Managing user rights and privileges is key to the security and health of any system. Continuing his series, Jason Zandri helps prospective administrators understand how it all comes together in Windows XP Professional.
User Rights – PART 1 – User Privileges category
Windows XP Professional allows for rights to be configured to both individual users as
well as to groups of users. Right are best described as permitted actions that are allowed to those users or groups on a specific system or allowed
actions within the domain.
[NOTES FROM THE FIELD] – For the 70-270 exam it is probably not
critical that the different rights mentioned below be specifically memorized, however, you should have a good overview and understanding of each.
You may also see these terms listed in some text books as User Privileges and sometimes as Logon Rights. The terms are totally
interchangeable and merely denote what can be done by users or groups on a given system, however, they are often split into the two
This article will focus on the ones that are normally segmented under the User Privileges category.
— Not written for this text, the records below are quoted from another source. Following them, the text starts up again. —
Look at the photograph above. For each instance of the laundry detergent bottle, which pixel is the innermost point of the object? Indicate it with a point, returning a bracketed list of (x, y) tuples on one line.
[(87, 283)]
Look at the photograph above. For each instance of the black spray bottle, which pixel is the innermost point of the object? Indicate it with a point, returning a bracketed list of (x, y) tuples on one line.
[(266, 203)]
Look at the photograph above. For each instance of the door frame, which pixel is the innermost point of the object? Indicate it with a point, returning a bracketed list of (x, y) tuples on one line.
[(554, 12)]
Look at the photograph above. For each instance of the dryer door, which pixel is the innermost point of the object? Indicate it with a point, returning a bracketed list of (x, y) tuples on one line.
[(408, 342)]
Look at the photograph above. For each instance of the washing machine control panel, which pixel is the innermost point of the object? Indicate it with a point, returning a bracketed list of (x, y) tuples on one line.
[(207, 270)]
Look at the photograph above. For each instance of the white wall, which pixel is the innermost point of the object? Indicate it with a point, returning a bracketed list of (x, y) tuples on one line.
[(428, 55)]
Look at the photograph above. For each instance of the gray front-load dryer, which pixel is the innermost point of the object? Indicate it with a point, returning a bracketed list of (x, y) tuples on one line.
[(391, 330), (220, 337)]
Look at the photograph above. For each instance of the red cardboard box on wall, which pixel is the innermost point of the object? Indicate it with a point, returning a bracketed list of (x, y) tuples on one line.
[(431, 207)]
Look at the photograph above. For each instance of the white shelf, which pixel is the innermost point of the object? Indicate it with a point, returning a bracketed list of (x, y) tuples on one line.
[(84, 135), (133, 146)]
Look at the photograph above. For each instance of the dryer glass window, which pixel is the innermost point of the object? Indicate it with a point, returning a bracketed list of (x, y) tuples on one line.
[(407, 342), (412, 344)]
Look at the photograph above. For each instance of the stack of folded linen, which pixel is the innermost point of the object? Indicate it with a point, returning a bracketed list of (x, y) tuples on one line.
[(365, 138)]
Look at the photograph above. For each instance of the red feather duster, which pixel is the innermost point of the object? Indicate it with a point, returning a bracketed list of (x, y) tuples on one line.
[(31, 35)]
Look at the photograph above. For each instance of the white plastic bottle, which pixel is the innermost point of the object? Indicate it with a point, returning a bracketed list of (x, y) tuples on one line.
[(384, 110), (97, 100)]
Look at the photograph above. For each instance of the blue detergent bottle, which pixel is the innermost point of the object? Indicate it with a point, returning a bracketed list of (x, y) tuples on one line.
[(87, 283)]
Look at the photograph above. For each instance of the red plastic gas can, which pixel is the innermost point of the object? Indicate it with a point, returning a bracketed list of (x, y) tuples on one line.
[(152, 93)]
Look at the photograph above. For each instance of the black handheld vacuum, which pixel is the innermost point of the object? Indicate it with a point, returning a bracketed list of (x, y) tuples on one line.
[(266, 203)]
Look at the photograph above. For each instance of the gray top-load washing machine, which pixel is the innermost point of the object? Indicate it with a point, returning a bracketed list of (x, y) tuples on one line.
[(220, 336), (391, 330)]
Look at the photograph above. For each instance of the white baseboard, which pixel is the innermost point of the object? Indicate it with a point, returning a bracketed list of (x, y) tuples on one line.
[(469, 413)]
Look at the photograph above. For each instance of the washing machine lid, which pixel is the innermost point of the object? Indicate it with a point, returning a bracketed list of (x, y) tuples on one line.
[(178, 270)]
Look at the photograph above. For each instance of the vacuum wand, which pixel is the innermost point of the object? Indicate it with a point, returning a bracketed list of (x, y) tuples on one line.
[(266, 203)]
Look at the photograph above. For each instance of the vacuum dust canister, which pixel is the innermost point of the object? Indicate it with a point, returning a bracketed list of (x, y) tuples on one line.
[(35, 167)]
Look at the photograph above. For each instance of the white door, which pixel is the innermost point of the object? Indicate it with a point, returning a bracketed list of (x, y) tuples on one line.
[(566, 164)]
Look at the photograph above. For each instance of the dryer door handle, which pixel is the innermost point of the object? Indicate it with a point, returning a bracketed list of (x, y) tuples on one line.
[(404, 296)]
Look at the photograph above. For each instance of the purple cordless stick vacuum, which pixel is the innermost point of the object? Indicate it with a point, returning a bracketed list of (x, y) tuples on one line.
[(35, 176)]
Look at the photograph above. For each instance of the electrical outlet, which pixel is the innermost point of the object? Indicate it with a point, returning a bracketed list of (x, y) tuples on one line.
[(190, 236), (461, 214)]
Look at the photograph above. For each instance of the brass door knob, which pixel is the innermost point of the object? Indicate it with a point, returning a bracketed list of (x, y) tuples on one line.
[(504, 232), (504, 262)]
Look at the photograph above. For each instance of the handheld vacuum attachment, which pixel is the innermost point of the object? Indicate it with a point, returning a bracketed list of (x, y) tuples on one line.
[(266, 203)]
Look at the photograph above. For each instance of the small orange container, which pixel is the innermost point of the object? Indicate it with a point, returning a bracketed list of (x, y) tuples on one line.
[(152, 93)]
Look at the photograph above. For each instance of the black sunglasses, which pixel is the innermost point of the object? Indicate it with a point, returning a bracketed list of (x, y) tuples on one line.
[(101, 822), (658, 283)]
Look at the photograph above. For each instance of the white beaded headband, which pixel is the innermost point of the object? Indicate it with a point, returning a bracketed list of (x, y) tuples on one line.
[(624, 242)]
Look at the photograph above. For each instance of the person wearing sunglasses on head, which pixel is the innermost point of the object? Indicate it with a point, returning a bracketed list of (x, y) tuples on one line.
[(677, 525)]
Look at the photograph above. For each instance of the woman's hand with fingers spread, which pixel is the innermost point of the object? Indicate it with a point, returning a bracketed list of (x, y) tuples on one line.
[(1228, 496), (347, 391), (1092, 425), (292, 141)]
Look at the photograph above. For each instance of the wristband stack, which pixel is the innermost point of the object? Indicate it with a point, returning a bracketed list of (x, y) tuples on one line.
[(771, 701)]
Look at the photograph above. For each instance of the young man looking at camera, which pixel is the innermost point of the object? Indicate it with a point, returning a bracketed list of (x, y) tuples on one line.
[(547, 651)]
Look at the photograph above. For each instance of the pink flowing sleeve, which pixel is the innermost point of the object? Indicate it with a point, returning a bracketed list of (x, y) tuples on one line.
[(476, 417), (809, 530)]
On a stand alone Windows XP Professional system you can view the Rights Assignments for users by using the Local Security Policy MMC.
You could also do this for a domain member as well, but in most cases in a managed environment you may find that many settings are affecting the
local system via Group Policies enabled through links at the domain level and possibly at the OU levels.
[NOTES FROM THE FIELD] – For more information on Group Policy and how it works you can check out my Active Directory Group Policy article.
You can see in the image below that both “Deny logon as a service” and “Force Shutdown from a remote system” have a different image from the
rest of the rights in the User Rights Assignment section of the Local Security Policy.
This is because those two settings are being forced onto the local system via a Group Policy Object that is linked to the domain. This Windows
XP Professional system is a member of that domain and thus affected by that GPO.